Forward-compatible configuration syntax changed are handled automatically. In case a release includes incompatible syntax changes, you may need to edit your config or perform other actions, check release notes. Releases are assumed to be backwards-compatible unless otherwise specified.
Upgrading on Amazon Web Services
VyOS uses the same upgrade procedure on all platforms, including AWS.

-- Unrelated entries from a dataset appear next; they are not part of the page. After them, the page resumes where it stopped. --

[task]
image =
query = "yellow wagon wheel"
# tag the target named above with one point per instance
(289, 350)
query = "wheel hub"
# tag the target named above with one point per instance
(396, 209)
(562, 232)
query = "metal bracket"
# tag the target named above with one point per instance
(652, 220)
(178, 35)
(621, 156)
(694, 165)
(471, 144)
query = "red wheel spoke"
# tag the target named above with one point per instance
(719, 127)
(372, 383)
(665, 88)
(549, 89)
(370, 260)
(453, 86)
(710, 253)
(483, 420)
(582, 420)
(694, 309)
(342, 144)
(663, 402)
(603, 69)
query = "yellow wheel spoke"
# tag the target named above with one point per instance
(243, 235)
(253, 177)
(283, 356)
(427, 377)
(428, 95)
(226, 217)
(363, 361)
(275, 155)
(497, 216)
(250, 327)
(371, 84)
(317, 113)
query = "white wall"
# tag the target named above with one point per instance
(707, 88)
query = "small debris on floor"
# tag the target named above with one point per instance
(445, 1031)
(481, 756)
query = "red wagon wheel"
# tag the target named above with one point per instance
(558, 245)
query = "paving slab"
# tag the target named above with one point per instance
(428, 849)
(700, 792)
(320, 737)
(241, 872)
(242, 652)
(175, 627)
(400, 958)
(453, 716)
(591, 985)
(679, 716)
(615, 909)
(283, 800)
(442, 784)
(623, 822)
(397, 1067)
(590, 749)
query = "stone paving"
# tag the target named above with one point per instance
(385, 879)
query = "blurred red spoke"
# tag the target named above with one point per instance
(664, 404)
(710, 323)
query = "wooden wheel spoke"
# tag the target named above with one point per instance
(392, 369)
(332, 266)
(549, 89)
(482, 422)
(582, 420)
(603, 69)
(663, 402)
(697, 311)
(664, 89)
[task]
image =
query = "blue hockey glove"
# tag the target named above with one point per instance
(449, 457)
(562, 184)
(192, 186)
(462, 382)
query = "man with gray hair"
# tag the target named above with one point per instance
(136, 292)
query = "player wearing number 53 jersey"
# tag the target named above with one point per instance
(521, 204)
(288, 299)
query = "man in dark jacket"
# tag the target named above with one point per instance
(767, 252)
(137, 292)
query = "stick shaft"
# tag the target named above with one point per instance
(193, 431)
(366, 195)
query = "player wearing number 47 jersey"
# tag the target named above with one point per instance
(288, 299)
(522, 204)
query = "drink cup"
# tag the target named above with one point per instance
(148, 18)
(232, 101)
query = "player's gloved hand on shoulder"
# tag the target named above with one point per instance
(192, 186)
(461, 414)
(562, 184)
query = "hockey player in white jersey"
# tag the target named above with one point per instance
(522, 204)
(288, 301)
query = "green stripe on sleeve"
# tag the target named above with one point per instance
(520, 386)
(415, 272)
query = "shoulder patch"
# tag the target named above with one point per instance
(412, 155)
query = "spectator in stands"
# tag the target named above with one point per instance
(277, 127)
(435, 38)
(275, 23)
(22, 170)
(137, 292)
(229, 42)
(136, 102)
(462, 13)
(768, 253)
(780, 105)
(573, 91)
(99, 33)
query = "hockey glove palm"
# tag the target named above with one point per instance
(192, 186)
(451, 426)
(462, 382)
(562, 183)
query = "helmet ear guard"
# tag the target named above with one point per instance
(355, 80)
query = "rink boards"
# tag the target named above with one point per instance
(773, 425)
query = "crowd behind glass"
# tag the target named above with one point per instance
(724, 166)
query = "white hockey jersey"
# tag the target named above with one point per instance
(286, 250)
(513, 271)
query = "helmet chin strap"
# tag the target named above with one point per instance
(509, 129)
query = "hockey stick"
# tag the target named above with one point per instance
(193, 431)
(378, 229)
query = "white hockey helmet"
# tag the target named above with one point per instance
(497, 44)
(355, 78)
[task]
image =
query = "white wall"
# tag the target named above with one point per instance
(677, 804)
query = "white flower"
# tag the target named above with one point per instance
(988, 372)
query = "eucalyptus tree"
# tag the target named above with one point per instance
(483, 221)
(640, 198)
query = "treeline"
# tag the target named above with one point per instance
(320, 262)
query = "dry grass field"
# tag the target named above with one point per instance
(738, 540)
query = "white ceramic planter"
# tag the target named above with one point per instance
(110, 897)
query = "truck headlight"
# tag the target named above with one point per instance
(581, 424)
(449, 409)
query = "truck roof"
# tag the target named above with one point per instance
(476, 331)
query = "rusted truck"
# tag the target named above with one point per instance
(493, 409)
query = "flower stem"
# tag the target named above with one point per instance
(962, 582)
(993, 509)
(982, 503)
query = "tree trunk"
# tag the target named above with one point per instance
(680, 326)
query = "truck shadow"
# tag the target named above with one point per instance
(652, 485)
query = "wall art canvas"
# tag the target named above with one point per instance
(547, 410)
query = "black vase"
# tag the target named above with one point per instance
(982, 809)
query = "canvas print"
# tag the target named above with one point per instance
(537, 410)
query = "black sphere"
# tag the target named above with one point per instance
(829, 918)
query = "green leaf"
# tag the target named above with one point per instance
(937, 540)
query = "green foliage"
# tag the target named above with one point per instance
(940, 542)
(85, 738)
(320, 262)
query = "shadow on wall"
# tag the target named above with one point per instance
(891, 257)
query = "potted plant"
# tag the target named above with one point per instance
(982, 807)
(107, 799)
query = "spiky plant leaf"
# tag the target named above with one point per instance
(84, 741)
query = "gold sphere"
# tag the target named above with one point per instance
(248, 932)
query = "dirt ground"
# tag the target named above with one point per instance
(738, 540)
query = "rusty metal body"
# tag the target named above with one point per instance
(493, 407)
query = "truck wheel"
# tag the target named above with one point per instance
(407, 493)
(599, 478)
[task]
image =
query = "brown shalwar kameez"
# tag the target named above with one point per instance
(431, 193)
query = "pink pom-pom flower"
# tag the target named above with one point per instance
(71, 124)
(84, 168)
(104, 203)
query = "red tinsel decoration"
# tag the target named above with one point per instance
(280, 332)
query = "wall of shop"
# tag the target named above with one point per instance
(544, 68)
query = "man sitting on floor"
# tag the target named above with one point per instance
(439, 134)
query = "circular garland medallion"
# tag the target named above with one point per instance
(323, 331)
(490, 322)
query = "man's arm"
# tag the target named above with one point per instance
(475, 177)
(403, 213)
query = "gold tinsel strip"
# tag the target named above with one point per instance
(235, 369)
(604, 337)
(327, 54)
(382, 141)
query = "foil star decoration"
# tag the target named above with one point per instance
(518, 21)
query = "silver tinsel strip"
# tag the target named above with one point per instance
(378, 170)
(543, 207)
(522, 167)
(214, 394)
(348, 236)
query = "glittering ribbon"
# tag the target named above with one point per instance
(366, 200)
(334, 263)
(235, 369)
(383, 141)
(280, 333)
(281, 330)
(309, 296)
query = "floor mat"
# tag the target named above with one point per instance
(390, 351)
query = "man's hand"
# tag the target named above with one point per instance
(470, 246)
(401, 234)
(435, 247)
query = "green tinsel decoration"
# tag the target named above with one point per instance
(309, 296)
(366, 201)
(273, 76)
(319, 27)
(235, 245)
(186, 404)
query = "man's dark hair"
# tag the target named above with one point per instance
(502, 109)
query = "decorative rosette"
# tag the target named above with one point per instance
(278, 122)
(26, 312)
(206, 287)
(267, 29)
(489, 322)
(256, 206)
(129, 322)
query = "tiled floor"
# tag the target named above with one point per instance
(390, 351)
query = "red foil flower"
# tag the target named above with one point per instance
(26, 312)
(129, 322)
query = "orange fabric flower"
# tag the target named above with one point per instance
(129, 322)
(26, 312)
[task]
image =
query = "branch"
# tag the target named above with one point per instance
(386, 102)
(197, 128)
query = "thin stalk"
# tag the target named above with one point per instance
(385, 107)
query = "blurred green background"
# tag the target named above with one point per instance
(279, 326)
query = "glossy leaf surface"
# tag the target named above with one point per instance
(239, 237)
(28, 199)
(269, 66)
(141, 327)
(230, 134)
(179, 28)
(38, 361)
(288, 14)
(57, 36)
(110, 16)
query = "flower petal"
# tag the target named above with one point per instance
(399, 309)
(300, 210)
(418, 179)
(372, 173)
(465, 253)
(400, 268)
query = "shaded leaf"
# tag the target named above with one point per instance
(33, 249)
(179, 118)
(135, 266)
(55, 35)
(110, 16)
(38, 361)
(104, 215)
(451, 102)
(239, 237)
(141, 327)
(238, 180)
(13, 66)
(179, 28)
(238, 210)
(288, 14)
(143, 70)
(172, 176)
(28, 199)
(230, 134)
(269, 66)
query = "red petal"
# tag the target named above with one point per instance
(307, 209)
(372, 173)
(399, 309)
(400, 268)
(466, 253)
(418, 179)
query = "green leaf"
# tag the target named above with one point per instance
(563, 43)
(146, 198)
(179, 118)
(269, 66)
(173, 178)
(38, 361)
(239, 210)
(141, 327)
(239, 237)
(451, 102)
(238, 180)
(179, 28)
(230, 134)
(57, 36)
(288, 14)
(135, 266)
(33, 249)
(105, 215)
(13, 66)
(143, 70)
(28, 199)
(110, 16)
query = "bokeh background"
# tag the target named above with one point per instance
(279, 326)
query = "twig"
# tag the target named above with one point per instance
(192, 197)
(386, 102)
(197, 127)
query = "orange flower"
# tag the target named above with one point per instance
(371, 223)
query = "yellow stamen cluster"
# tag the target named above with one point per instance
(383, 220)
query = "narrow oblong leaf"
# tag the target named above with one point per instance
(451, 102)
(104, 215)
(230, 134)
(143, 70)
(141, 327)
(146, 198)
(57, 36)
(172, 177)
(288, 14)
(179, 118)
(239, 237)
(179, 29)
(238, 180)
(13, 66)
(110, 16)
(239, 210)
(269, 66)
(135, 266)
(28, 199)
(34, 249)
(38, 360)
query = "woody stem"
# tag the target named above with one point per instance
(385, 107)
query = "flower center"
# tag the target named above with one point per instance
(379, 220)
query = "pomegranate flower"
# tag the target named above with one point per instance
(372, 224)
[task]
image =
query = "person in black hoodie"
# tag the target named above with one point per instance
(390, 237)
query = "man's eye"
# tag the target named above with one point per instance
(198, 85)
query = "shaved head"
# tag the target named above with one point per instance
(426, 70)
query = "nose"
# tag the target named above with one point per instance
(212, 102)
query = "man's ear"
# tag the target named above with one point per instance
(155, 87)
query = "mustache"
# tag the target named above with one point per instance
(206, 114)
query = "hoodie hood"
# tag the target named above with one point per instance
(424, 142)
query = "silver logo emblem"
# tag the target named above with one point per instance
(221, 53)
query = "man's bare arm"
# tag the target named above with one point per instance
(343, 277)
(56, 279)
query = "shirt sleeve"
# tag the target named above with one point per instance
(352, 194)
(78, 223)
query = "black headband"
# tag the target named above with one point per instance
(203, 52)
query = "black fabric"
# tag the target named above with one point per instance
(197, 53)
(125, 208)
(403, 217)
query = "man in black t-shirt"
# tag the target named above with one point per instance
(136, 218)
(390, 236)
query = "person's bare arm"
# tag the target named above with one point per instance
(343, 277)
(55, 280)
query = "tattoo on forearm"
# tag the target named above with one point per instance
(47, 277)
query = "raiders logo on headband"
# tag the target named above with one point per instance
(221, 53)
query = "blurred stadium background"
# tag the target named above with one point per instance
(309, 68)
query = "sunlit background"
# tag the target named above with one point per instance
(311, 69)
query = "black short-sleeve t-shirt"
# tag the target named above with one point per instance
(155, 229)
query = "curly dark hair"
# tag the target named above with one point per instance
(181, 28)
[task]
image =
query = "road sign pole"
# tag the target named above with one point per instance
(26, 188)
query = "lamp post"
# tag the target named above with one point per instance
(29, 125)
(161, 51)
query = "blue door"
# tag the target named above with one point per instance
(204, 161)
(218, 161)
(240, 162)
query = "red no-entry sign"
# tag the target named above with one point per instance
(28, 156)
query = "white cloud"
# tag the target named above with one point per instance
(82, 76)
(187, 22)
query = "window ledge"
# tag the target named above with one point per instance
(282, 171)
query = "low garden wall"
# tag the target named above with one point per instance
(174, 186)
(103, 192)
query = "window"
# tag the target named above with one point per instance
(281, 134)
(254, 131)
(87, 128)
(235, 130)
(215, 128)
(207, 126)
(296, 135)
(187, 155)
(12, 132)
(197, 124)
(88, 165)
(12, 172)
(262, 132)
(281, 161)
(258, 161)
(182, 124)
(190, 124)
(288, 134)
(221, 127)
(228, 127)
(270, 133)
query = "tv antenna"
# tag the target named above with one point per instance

Unlike earlier Vyatta AMI, there are no problems with image upgrade.
Upgrading from pre-1.1.6
Signing keys were change for the release of 1.1.7.
1.1.6 is signed with the old keys but will check upgrades with the new key. You can either upgrade to 1.1.6 before upgrading to the current version or download the new key as shown below:
vyos@VyOS-AMI:~$ sudo gpg --keyserver pgp.mit.edu --recv-key 0xA0FE6D7E gpg: keyring `/root/.gnupg/secring.gpg' created gpg: requesting key A0FE6D7E from hkp server pgp.mit.edu gpg: /root/.gnupg/trustdb.gpg: trustdb created gpg: key A0FE6D7E: public key "VyOS Maintainers (VyOS Release) <firstname.lastname@example.org>" imported gpg: no ultimately trusted keys found gpg: Total number processed: 1 gpg: imported: 1 (RSA: 1)
A note on apt-get
Even though VyOS is Debian-based, it does not use apt-get for upgrade. The only supported upgrade procedure is image-based upgrade described above.
Using apt-get upgrade/dist-upgrade is very likely to render your system inoperable.